United States District Court, Ninth Circuit

October 18, 2013

GUILLERMO VERA, CDCR #K-73387, Plaintiff,
DIRECTOR OF CDCR; RAFAEL DIAS, Warden; CLEMENTS OGBUEHY, Nurse Practitioner; TIMOTHY BYERS, Physician Assistant, Defendants.


JANIS L. SAMMARTINO, District Judge.


Plaintiff, a state prisoner currently incarcerated at California State Prison in Corcoran, California (CSP-COR), and proceeding pro se, filed this civil rights action pursuant to 42 U.S.C. § 1983 on January 28, 2013.

In his Complaint, Plaintiff claims the Director of the California Department of Corrections and Rehabilitation (CDCR), and several California Substance Abuse Treatment Facility (SATF) officials, violated his rights to adequate medical care, access to the court, and to be free from cruel and unusual punishments during his incarceration there in 2011 and early 2012. (Compl. at 2-3.)

On February 20, 2013, the Court dismissed the action for two reasons. First, Plaintiff failed to prepay the civil filing fees required by 28 U.S.C. § 1914(a) and did not seek leave to proceed in forma pauperis ("IFP") pursuant to 28 U.S.C. § 1915(a). See Feb. 20, 2013 Order [ECF Doc.

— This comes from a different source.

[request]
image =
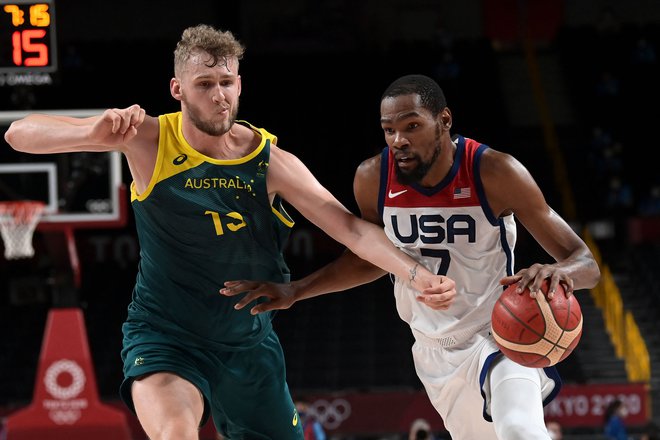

No. 2] at 2, 3. Second, "while the Court would normally grant Plaintiff an opportunity to either submit the full filing fee or file a Motion to Proceed IFP, an initial review of the Complaint further reveal[ed] that [Plaintiff's] case lacks proper venue." Id. at 2. Specifically, the Court found that:

[w]hile Plaintiff is currently incarcerated at CSP-COR, [...] he fails to allege a county of residence for any Defendant, [...] claims the substantial part of the events or omissions giving rise to his claims occurred while he was incarcerated at SATF in Corcoran, California, and the exhibits attached to his Complaint indicate Defendants Dias, Ogbuehy and Byers are CDCR officials employed at SATF.[1] ( See Compl. at 2; Exs. [ECF No. 1-1] at 13, 14, 16, 23.) The City of Corcoran is located in Kings County, California. Therefore, venue is proper in the Eastern District of California, pursuant to 28 U.S.C. § 84(b), but not in the Southern District of California, pursuant to 28 U.S.C. § 84(d) ("The Southern District [of California] comprises the counties of Imperial and San Diego."). See 28 U.S.C. § 1391(b); Costlow, 790 F.2d at 1488.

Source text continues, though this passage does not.